After a couple of min I can ping again.
::)



Title: Re: MultiWAN LoadBalancing w/ Starlink stopped working
Post by: apunkt on May 24, 2024, 09:20:00 AM
Did more analysis with exact timing things...

It's breaking when this happens:
024-05-24T08:30:48 Notice kernel <7>arpresolve: can't allocate llinfo for 100.64.0.1 on em0
2024-05-24T08:30:48 Notice kernel <7>arpresolve: can't allocate llinfo for 100.64.0.1 on em0
2024-05-24T08:30:48 Notice kernel <7>arpresolve: can't allocate llinfo for 100.64.0.1 on em0
2024-05-24T08:30:47 Notice kernel <7>arpresolve: can't allocate llinfo for 100.64.0.1 on em0
2024-05-24T08:30:47 Notice kernel <7>arpresolve: can't allocate llinfo for 100.64.0.1 on em0
2024-05-24T08:30:47 Notice kernel <7>arpresolve: can't allocate llinfo for 100.64.0.1 on em0
2024-05-24T08:30:47 Notice dhclient dhclient-script: Reason ARPSEND on em0 executing
2024-05-24T08:30:47 Notice dhclient dhclient-script: Reason PREINIT on em0 executing
2024-05-24T08:30:47 Notice kernel <7>arpresolve: can't allocate llinfo for 100.64.0.1 on em0
2024-05-24T08:30:46 Notice dhclient dhclient-script: Reason EXPIRE on em0 executing


which makes me think that this is somehow related to:
https://github.com/opnsense/core/issues/7191
https://github.com/opnsense/core/issues/7224
even though both issues are closed already.
:-\
Title: Re: MultiWAN LoadBalancing w/ Starlink stopped working
Post by: apunkt on May 26, 2024, 10:06:00 AM
Although my error messages are a little different compared to
https://forum.opnsense.org/index.php?topic=40664.0 (https://forum.opnsense.org/index.php?topic=40664.0)
https://forum.opnsense.org/index.php?topic=38603.msg199209 (https://forum.opnsense.org/index.php?topic=38603.msg199209)
It indeed IS dpinger in combination with StarLink problem. Dpinger on DSL WAN works as expected.

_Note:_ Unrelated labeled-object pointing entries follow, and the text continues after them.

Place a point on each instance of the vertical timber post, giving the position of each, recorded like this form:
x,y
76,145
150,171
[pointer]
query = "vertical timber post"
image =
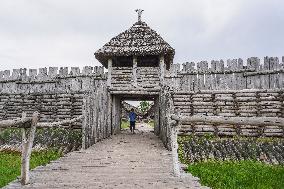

Workaround: deactivate SL gateway monitoring
Title: Re: MultiWAN LoadBalancing w/ Starlink stopped working
Post by: franco on May 26, 2024, 12:54:00 PM
> 2024-05-24T08:30:47   Notice   kernel   <7>arpresolve: can't allocate llinfo for 100.64.0.1 on em0

If you want my technical assessment here and you haven't seen this error with SL before they changed how their addressing works and now your configuration is simply incompatible.


Cheers,
Franco
Title: Re: MultiWAN LoadBalancing w/ Starlink stopped working
Post by: apunkt on May 26, 2024, 04:55:29 PM
Thanks franco for your reply!
Highly appreciated.

RE SL: This was my concern, too. Unfortunately you get no information, about their frequent changes. I however tried to manage from my end with arp -S, which was not successful anyway. The only way to have it working for now is deactivating Gateway monitoring. No other setting works around.
I don't like SL that much, but there is no alternative where I live when you demand more bandwidth.
Title: Re: MultiWAN LoadBalancing w/ Starlink stopped working
Post by: apunkt on June 06, 2024, 09:39:10 AM
Resolved:

Latest Starlink Update fixed the situation. Everything went back to normal, confirming the issue on SL side.